Rihel melanjutkan, pada tahap ini ada dua kemungkinan yang terjadi. Apabila pemilik lahan menerima rekomendasi dari Tim Appraisal, maka tahap berikutnya dilakukan pembayaran oleh pemerintah daerah, dibuat berita acara dan proses pemindahan hak kepemilikan tanah.
Setelah pembebasan lahan tersebut selesai, selanjutnya pemerintah daerah akan menghibahkan lahan tersebut kepada Kementerian Perhubungan (Kemenhub) agar bisa dilaksanakan pemindahan gedung PKP-PK.
“Karena berkaitan dengan pengembangan bandara ini, pemerintah daerah hanya memiliki kewenangan untuk pembebasan lahan, sedangkan untuk pembangunan dan sebagainya itu kewenangan Kemenhub,” imbuhnya.

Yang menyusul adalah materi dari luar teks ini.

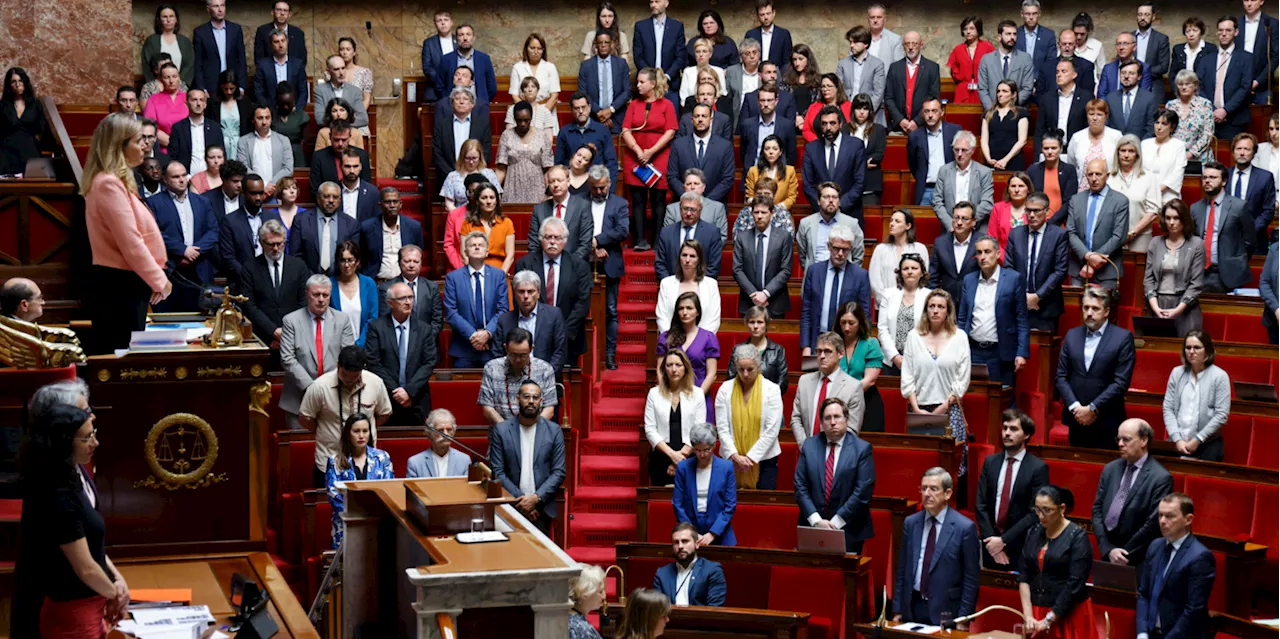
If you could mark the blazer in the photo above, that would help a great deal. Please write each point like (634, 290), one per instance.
(954, 566)
(305, 238)
(1180, 598)
(268, 305)
(298, 351)
(1101, 384)
(854, 286)
(1011, 328)
(707, 585)
(589, 83)
(382, 347)
(369, 236)
(1234, 234)
(721, 498)
(1138, 524)
(423, 465)
(1050, 264)
(460, 309)
(504, 451)
(850, 491)
(179, 138)
(928, 86)
(209, 62)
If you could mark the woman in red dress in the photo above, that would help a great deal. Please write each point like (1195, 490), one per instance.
(647, 132)
(1055, 567)
(965, 58)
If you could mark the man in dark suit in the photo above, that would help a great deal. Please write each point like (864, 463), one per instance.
(1006, 491)
(923, 156)
(702, 150)
(954, 252)
(219, 44)
(762, 261)
(909, 83)
(938, 562)
(835, 156)
(1129, 492)
(380, 259)
(1095, 369)
(690, 580)
(993, 314)
(607, 82)
(1038, 251)
(839, 500)
(1226, 232)
(691, 227)
(1175, 584)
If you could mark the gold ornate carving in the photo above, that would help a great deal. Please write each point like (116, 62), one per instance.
(181, 451)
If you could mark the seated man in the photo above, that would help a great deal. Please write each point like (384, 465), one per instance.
(690, 582)
(503, 378)
(440, 460)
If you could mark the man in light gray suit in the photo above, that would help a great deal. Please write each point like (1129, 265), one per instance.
(961, 181)
(1096, 231)
(860, 72)
(440, 460)
(824, 383)
(713, 211)
(298, 356)
(1006, 63)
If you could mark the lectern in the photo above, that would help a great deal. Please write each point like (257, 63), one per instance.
(402, 565)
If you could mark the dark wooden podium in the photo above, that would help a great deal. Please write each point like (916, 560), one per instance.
(182, 465)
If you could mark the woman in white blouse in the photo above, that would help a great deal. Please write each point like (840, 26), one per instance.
(901, 313)
(1141, 187)
(883, 268)
(670, 414)
(690, 279)
(1197, 401)
(936, 361)
(1166, 156)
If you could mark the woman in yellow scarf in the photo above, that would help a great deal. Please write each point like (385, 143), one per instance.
(748, 416)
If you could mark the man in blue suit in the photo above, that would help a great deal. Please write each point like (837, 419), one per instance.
(607, 82)
(993, 314)
(836, 156)
(836, 477)
(659, 42)
(466, 55)
(1175, 580)
(690, 580)
(219, 45)
(691, 227)
(474, 297)
(940, 558)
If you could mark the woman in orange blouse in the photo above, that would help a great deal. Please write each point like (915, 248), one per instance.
(128, 251)
(965, 58)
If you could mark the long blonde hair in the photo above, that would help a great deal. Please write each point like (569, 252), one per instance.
(106, 151)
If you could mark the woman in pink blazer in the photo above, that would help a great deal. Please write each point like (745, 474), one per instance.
(128, 251)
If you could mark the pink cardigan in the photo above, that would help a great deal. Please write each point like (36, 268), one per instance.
(123, 233)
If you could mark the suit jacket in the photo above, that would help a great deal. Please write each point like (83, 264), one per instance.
(1138, 523)
(369, 236)
(179, 138)
(850, 492)
(707, 585)
(504, 451)
(1180, 598)
(266, 305)
(209, 63)
(1011, 328)
(1234, 237)
(954, 566)
(928, 86)
(1050, 264)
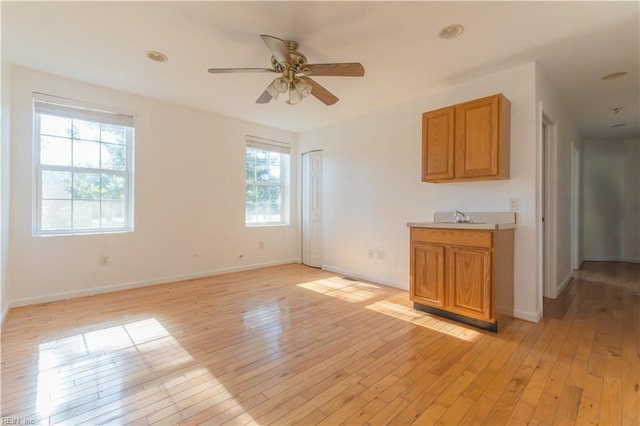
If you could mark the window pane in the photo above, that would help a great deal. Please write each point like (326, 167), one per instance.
(262, 194)
(274, 198)
(113, 134)
(56, 184)
(86, 186)
(55, 151)
(86, 214)
(251, 212)
(113, 214)
(113, 187)
(86, 130)
(251, 193)
(55, 126)
(86, 154)
(56, 214)
(113, 156)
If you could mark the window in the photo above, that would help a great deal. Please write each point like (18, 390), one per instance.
(83, 165)
(267, 171)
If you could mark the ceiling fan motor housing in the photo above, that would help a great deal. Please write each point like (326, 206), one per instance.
(297, 58)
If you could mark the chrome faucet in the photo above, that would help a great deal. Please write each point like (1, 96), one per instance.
(460, 217)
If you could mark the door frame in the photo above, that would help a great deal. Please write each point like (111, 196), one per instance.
(546, 217)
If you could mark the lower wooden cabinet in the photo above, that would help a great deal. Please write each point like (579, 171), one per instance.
(429, 274)
(463, 274)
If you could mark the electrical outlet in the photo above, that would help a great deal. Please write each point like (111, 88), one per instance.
(513, 204)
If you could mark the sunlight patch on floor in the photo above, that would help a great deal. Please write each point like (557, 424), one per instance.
(78, 365)
(349, 291)
(406, 313)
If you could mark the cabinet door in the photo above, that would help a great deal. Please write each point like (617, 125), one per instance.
(427, 274)
(438, 144)
(469, 282)
(478, 138)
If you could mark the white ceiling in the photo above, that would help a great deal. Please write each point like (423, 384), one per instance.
(575, 43)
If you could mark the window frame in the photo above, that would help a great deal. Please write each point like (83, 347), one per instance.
(284, 149)
(87, 112)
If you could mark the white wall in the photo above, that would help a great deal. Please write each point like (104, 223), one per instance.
(560, 220)
(189, 201)
(5, 81)
(611, 214)
(372, 185)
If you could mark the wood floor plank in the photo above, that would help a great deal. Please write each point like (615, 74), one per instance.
(296, 345)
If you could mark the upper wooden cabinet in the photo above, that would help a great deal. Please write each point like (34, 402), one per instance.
(468, 141)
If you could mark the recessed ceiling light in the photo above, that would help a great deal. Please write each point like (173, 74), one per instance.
(157, 56)
(614, 75)
(451, 31)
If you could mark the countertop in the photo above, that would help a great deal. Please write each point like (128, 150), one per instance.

Baca juga: Perkuat eksistensi Museum Kayu Sampit lewat pameran dan edukasi kultural
Sementara, jika pemilik lahan menolak rekomendasi dari Tim Appraisal sedangkan sebelumnya sudah dilakukan penetapan lokasi dan sebagainya, maka masalah ini akan diserahkan ke pengadilan.
Pihak pengadilan yang selanjutnya akan melakukan pengujian terhadap layak atau tidak nominal yang ditawarkan oleh Tim Appraisal, kemudian diproses sesuai hukum dan aturan yang berlaku.

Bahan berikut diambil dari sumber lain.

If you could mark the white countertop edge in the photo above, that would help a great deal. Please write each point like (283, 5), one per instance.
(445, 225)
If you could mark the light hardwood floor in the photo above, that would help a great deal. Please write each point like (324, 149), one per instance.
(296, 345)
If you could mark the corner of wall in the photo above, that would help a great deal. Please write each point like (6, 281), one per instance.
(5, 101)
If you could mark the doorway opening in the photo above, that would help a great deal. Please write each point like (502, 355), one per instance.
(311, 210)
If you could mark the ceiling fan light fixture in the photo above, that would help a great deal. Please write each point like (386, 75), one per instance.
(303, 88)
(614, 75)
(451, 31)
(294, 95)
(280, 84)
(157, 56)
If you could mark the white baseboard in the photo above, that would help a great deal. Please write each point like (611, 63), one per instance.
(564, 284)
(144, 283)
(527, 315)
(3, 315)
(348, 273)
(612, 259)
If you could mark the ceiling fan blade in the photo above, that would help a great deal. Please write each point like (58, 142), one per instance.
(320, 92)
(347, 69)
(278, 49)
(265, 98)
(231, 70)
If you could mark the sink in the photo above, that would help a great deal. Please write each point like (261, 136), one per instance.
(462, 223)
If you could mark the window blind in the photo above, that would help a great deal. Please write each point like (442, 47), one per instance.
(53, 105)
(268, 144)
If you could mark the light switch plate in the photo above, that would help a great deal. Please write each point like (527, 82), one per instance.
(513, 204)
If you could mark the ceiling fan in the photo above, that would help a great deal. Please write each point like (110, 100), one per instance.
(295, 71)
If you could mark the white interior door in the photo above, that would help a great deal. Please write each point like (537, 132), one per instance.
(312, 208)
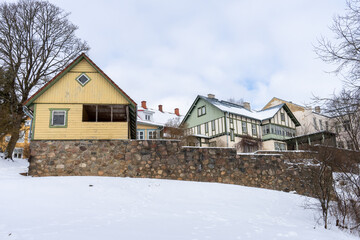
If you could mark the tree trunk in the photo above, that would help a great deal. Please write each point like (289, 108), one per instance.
(13, 140)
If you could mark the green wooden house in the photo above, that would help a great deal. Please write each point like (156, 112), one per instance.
(217, 123)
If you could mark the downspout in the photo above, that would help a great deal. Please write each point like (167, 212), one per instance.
(227, 139)
(28, 113)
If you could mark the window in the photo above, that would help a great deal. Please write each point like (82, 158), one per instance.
(213, 125)
(232, 137)
(321, 126)
(282, 117)
(340, 144)
(83, 79)
(21, 137)
(104, 113)
(58, 117)
(151, 134)
(266, 129)
(18, 153)
(201, 111)
(244, 127)
(27, 123)
(280, 146)
(140, 134)
(349, 145)
(315, 124)
(253, 129)
(346, 125)
(337, 127)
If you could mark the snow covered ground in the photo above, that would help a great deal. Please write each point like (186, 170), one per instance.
(123, 208)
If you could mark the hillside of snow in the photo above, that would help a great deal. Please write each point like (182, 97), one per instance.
(108, 208)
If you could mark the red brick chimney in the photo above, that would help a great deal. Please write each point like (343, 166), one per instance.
(177, 111)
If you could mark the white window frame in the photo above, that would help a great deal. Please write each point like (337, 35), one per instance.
(16, 152)
(27, 123)
(21, 137)
(83, 74)
(52, 118)
(138, 134)
(254, 129)
(153, 133)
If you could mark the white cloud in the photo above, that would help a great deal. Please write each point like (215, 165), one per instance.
(167, 52)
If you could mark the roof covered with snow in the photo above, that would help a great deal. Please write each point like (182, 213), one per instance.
(238, 109)
(158, 118)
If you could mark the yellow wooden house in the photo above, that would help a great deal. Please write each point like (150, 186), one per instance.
(22, 147)
(82, 102)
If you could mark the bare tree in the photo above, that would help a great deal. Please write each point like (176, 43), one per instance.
(344, 49)
(36, 41)
(344, 109)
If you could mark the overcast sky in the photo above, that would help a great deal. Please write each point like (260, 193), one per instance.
(167, 52)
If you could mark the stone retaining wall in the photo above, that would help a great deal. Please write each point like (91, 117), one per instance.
(169, 160)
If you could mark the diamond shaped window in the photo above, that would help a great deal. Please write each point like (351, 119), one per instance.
(83, 79)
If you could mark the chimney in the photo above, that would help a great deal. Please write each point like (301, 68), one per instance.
(177, 112)
(211, 95)
(247, 105)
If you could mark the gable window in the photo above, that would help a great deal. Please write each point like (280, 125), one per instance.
(253, 129)
(201, 111)
(282, 117)
(104, 113)
(58, 117)
(83, 79)
(244, 127)
(140, 134)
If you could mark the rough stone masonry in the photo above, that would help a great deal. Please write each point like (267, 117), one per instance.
(169, 160)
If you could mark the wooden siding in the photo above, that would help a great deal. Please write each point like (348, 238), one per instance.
(24, 145)
(211, 113)
(287, 123)
(146, 128)
(68, 90)
(76, 128)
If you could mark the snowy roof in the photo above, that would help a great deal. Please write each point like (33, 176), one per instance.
(237, 109)
(158, 118)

Rihel membeberkan, pada pertemuan sebelumnya dengan pemilik lahan sekaligus penyerahan rekomendasi dari Tim Appraisal, ada satu hal yang menjadi sorotan pihaknya, yakni harga yang diusulkan pemilik lahan yang terbilang cukup fantastis.
Pemilik lahan meminta agar setiap meter lahan tersebut dihargai Rp450 ribu, jika harga tersebut dikalikan dengan total 1,9 hektare lahan yang ingin dibebaskan maka total nilainya mencapai Rp8,5 miliar lebih.
Sementara estimasi awal oleh pemerintah daerah, yakni sekitar Rp200 ribu per meter, sehingga anggaran yang disiapkan untuk pembebasan lahan itu hanya berkisar Rp4 miliar.
“Karena lokasi lahan itu sebenarnya masuk Kawasan Keselamatan Operasi Penerbangan (KKOP) dan tidak boleh dibangun apapun di situ, makanya taksiran harganya lebih rendah,” ujarnya.
Kendati demikian, ia menegaskan pemerintah daerah akan tetap menjadikan rekomendasi Tim Appraisal sebagai acuan dalam pembebasan lahan. Pihaknya yakin rekomendasi yang diberikan Tim Appraisal sudah melalui tahapan penilaian sesuai ketentuan yang berlaku.
Bila, nilai rekomendasi itu lebih besar dari anggaran yang disiapkan, maka pemerintah daerah siap menambah anggaran itu melalui perubahan APBD Kotim 2025. Sebaliknya, jika anggaran yang disiapkan itu lebih besar maka kelebihannya akan dimasukkan sebagai sisa lebih pembiayaan anggaran (Silpa).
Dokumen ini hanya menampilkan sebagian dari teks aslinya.